世にいう戦闘狂なる連中は、その辺りについてはどのように算段をつけて、事に臨んでいるのか。
強い奴を叩くのが堪(たま)らない。
ヒリヒリするような命のやり取りが、何よりも好物だ。
まったくイカれた主義主張ではあるが、そういう事であれば、自分にも少なからずそうした傾向があるのかも知れない。
──なんつう顔だよ。
そんな豪放な女性をしても、鼻先に臨(のぞ)む彼女の顔貌(かおかたち)は、図らずも怖気(おぞけ)を感じずには居られないものだった。

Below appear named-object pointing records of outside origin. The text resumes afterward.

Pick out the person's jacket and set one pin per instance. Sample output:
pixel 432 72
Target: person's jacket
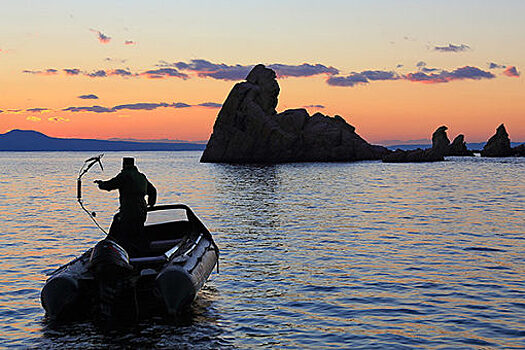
pixel 133 186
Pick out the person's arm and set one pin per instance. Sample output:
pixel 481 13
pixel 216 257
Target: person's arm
pixel 152 194
pixel 111 184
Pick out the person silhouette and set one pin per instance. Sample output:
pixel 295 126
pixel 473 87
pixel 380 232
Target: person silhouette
pixel 127 228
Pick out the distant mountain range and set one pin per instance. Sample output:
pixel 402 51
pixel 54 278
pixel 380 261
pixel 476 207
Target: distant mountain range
pixel 29 140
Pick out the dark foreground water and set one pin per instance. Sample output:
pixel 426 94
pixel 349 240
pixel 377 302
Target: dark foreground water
pixel 356 255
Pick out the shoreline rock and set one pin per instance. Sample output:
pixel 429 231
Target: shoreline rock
pixel 249 130
pixel 440 146
pixel 458 148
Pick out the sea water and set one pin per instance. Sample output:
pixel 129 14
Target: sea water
pixel 314 255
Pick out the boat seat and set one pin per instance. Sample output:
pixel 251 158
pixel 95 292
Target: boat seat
pixel 164 244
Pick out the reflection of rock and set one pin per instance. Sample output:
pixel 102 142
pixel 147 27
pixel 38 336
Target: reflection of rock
pixel 440 147
pixel 458 147
pixel 498 145
pixel 248 129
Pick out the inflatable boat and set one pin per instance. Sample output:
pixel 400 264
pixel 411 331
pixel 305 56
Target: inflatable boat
pixel 106 285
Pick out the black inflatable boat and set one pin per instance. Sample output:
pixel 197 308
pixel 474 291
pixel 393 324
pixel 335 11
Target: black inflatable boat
pixel 105 284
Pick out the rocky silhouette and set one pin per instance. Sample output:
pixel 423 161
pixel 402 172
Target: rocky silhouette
pixel 458 147
pixel 519 151
pixel 440 148
pixel 249 130
pixel 498 145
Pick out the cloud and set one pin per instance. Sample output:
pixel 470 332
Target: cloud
pixel 88 97
pixel 452 48
pixel 98 74
pixel 50 71
pixel 210 105
pixel 95 109
pixel 72 71
pixel 121 72
pixel 493 65
pixel 364 77
pixel 102 38
pixel 380 75
pixel 140 106
pixel 349 80
pixel 428 70
pixel 117 60
pixel 180 105
pixel 58 119
pixel 463 73
pixel 37 110
pixel 512 71
pixel 164 73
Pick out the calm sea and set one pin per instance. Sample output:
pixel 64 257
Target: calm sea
pixel 340 255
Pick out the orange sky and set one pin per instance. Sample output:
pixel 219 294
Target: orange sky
pixel 346 38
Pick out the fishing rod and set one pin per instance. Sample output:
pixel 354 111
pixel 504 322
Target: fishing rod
pixel 88 164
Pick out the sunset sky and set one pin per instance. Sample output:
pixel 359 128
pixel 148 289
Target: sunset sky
pixel 396 70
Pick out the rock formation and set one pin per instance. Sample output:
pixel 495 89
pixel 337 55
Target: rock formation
pixel 440 147
pixel 249 130
pixel 498 145
pixel 458 147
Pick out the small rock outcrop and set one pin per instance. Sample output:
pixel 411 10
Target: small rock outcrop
pixel 458 147
pixel 440 148
pixel 498 145
pixel 249 130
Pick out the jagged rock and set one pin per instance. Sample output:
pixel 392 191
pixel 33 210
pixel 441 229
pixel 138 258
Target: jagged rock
pixel 413 156
pixel 248 129
pixel 440 141
pixel 440 147
pixel 498 145
pixel 458 147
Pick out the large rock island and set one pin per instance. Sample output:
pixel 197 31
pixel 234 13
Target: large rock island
pixel 249 130
pixel 441 147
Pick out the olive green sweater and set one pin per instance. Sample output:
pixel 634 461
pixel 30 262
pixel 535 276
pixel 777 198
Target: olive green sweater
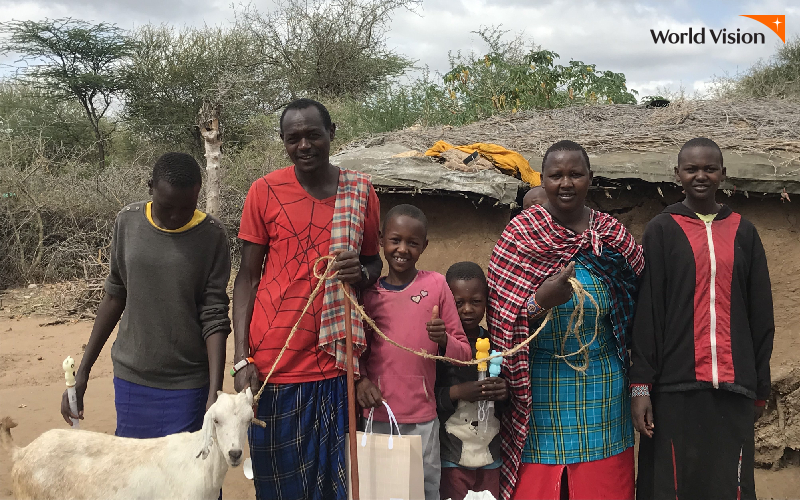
pixel 174 286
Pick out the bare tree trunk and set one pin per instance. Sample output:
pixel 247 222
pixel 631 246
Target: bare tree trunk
pixel 208 119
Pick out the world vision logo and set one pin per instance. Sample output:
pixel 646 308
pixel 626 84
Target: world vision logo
pixel 694 36
pixel 775 23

ひと睨みで諸人の心臓を止める手合いがいるとすれば、まさしくこれこそがと、そう思えるほどの。
それにしても、あれはいったい何だろうと、よくよく眼を凝らす。
艶のある口唇から、割り出(い)でるように顕れた尖端。
生憎(あいにく)と、あのような代物は当方の辞書に乗っていない。
いや、心のどこかでは理解していたのだと思う。
そうであるにも関わらず、脳みそが認識しようとしないのは、人間の潜在意識にすり込まれた本能的なものが原因か。
あるいは原初的な恐怖がそうさせたのか、当の女性にも判別がつかなかった。